The protected cable comes in on the left side of the hood by the relay/fuse box.
The instructions for connecting the relays are on the Moab Jeeper link and cover it well. The relay control though comes from your existing headlights. Daniel includes a connector for this in the kit. This is step 19 on Moab Jeeper where they diverted and just solder tabs to the end to place into the headlight plug. Soldered tabs or connector, I don’t see much plus or minus to the build, to each their own, both look to be solid.
Looking at the back of the new connector one just needs to solder the left wire for highs, the right wire set is for grounds to both relays, the top is for lows. Connecting the relay ends to the signal and ground for the new relays as shown in the article.
All done and I tested the lights hooking up only the passenger side first. The light was significantly better with just the wiring upgrade only.
The Cibie headlight swap was easy, remove the screws, pull the connector, reverse.
Aiming was pretty straight forward from Daniels site with a few caveats:
- Requires a T15 Torx screwdriver
- Requires a 25′ Measuring tape
- Headlights are 32″ center to center on the LJ/TJ.
- Use blue painters tape, easy to see at night and easy to remove
- Best to aim with the bezel still off if you can
- Level ground is critical for 25′ from jeep to wall/object you are aiming to
- Careful adjusting the headlights as the unit is plastic!
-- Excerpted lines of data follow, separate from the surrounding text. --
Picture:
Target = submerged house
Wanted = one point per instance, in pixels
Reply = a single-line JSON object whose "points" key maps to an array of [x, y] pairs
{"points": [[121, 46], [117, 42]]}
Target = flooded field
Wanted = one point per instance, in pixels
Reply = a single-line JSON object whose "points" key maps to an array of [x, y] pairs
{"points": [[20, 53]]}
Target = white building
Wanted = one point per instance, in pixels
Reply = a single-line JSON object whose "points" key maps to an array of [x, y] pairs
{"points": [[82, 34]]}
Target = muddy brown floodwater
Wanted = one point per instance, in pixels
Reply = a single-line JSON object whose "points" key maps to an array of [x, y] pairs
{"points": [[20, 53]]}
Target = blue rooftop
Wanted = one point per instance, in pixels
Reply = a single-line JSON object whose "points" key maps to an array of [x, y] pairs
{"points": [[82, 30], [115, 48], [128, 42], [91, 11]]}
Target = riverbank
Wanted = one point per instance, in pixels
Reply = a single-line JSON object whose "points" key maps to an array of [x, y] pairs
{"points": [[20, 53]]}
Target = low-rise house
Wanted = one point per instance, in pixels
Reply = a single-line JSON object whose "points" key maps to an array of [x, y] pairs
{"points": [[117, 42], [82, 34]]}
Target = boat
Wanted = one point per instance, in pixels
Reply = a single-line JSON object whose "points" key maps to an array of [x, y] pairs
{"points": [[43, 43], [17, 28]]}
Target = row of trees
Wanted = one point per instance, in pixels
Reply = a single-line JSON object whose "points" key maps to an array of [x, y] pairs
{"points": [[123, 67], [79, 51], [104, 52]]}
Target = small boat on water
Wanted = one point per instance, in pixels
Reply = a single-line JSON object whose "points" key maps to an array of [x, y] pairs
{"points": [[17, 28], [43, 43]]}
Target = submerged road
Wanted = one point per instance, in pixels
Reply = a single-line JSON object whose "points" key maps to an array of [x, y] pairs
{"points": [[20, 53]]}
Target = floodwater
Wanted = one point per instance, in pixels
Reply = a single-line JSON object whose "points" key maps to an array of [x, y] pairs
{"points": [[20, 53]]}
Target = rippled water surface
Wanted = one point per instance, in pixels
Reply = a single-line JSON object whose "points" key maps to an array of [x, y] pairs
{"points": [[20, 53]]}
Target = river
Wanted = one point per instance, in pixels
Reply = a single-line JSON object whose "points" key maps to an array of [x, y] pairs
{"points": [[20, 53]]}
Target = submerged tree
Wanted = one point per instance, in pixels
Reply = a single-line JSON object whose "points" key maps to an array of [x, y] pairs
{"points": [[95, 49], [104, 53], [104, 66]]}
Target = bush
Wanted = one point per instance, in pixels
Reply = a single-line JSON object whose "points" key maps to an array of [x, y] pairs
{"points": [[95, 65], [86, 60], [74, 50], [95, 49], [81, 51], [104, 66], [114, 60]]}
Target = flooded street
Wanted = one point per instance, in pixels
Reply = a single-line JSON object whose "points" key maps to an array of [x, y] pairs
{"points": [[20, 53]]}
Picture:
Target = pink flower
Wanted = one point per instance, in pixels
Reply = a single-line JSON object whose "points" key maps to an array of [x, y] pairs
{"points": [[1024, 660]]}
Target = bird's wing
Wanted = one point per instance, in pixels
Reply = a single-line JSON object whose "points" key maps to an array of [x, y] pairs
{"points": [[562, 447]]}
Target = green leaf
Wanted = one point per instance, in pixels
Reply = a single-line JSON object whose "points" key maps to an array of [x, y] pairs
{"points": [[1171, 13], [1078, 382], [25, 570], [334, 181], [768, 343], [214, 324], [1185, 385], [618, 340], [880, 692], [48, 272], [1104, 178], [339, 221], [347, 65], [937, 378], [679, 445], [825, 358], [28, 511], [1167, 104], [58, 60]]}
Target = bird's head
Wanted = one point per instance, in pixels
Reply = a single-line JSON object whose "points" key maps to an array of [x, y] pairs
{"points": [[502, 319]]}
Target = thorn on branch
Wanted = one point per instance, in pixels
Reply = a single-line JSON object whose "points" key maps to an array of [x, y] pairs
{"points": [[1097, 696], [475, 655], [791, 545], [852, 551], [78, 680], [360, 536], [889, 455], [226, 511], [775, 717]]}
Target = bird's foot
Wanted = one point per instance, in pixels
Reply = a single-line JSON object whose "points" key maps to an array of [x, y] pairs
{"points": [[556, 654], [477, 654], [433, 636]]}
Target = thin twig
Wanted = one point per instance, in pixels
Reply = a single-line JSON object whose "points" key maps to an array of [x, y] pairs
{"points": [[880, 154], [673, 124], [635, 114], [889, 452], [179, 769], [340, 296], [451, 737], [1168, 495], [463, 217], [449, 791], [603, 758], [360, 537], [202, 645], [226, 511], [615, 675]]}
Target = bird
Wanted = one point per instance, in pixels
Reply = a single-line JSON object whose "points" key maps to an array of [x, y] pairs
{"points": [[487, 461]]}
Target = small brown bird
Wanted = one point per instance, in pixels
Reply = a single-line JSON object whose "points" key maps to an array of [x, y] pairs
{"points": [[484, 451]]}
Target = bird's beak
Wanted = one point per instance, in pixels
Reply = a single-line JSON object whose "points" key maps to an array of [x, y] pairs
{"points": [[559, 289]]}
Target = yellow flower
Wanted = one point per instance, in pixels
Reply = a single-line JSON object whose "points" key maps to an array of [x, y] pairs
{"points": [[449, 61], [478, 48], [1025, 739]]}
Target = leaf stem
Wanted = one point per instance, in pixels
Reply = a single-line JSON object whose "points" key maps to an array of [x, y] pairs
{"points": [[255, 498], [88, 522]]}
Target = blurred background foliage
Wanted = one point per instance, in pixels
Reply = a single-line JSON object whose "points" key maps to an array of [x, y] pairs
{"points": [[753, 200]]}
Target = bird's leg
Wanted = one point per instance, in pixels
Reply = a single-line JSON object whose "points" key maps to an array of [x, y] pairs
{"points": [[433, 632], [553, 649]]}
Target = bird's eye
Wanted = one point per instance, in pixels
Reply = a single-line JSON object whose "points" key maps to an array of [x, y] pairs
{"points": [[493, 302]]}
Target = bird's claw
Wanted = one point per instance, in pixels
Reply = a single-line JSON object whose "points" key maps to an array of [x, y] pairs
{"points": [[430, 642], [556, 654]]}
There are three adjusting screws though the service manual says there are 3.
- Driver side, top right, bottom right and bottom left
- Passenger side, top left, bottom left, bottom right
- Beware the plastic housing for aiming is very fragile! If you don’t adjust the third screw along with them you can over stress the plastic housing and break it. These are about 12o bucks new, an expensive mistake. I picked up a new on for my TJ that I was adjusting due to new tires for 86 plus shipping from MoparOnlineParts.com. Note they are a different part number for each side of the vehicle.
- There is a noticeable horizontal cutoff, way cool actually versus non focused stock lights.
Pictures don’t do justice as cameras and adjustments in lighting on laptops, etc vary. All I can say is I am very happy with the setup. Almost as much as the truck lites but I do not know the performance and safety of them and there is that ice melting issue. I think the rewire would benefit any of the solutions one would go with. Now to rewiring the TJ and maybe a JK.